Crossing Dodge Bridge at the Rogue River we thought about having a picnic, but the fee to enter seemed silly and there were dogs and people around the few picnic tables.  Instead, we continued toward Eagle Point and the third bridge of the day.

The Antelope Creek Bridge is sometimes called the Butte Creek Bridge, and is just a block or so south of the beautiful old Butte Creek Mill which burned on Christmas morning in 2015.  People are continuing to make donations toward restoration of the old mill, but even after all these years, the site smelled like fire.

We parked near the bridge, across the street from a charming little town square and a big bright mural on a well lit southern facing wall with no parking in front of it.  Mural photographers will know just how hard it is to find conditions like this when trying to photograph murals.

The Antelope Creek Bridge originally spanned Antelope Creek some 10 miles southeast of Eagle Point. In August 1987, the structure was loaded onto a makeshift trailer and volunteers hauled it to the city of Eagle Point. When the bridge was rebuilt at the new site, arched openings were cut into each side so school children could be watched as they crossed the span. This alteration caused the bridge to be removed from the National Register of Historic Places. Since then, the bridge has been re-sided in a fashion that represents the original design. Now only ribbon openings appear under the eves.

Construction is with Queenpost through trusses over Little Butte Creek on the Pedestrian Path in Eagle Point. Length of the largest span is 58.0 ft.

After visiting the bridge we decided we really wanted a place to rest a bit and enjoy our picnic lunch.  Driving through town, we discovered a fairly new city park, Lucas Park.  The bathrooms were new and spotless, with picnic tables scattered around the large grassy play area.  There were several families with young children playing on the kid toys and we watched a young woman with a baby in a stroller completing many laps of what looked to be a quarter mile paved pathway.

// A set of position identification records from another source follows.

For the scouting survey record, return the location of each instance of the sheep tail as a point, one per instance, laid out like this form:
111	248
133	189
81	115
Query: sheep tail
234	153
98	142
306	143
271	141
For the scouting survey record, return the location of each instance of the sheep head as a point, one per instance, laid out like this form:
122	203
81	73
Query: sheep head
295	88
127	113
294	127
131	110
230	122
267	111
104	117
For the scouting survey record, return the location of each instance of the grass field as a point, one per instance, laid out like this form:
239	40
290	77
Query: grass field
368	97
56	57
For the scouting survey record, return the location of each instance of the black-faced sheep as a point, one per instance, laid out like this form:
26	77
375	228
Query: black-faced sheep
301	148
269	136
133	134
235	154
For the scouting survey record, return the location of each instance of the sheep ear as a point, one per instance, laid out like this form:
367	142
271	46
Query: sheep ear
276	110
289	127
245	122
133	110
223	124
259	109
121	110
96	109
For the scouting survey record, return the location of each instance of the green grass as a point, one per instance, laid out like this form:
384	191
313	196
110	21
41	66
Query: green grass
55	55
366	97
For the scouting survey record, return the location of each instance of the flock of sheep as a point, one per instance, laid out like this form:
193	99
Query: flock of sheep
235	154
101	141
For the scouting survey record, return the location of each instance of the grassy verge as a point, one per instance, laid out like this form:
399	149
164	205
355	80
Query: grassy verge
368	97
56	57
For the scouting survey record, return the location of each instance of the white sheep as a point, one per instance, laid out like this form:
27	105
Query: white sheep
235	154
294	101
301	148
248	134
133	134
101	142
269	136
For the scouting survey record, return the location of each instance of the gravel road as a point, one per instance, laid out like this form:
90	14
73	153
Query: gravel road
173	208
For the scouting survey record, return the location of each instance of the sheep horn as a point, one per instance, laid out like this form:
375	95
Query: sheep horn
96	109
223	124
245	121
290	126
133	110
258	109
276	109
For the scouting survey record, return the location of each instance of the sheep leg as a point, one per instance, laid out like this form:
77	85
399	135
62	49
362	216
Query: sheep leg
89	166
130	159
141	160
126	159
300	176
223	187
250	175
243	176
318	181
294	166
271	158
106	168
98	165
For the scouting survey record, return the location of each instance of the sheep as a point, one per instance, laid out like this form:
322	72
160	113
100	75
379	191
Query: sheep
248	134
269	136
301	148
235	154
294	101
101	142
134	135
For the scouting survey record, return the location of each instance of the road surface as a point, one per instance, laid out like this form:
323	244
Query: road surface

We sat for some time in the sun enjoying our lunch and watching people playing and visiting.  It felt like normal life pre COVID.  It was outdoors, and no one had on a mask.  I felt like I was in some kind of twilight zone!. Little kids were roller blading and scootering around the path and moms were putting kids in and out of strollers and laughing with their friends.

The next bridge on our tour required us to travel east on Highway 140, the familiar route we would take when returning from Medford to our prior home in Rocky Point.  The Lake Creek district is visible from the highway and the Lost Creek Bridge is several miles toward the mountains along Lake Creek and Lost Creek.  It is a lovely area of ranches with some historic buildings in what was once a small community.

Note that the little dog at our feet is NOT Mattie.  We had to leave Mattie in the car when two farm dogs came running toward us when we parked.  This little girl was insistent that she be a part of our photo.

We have visited Lost Creek Bridge in the past as well, and once again, I cannot find any photographic record of the visit.  I even remember taking photos of the old buildings and of daffodils by the bridge, so surely it was in the springtime.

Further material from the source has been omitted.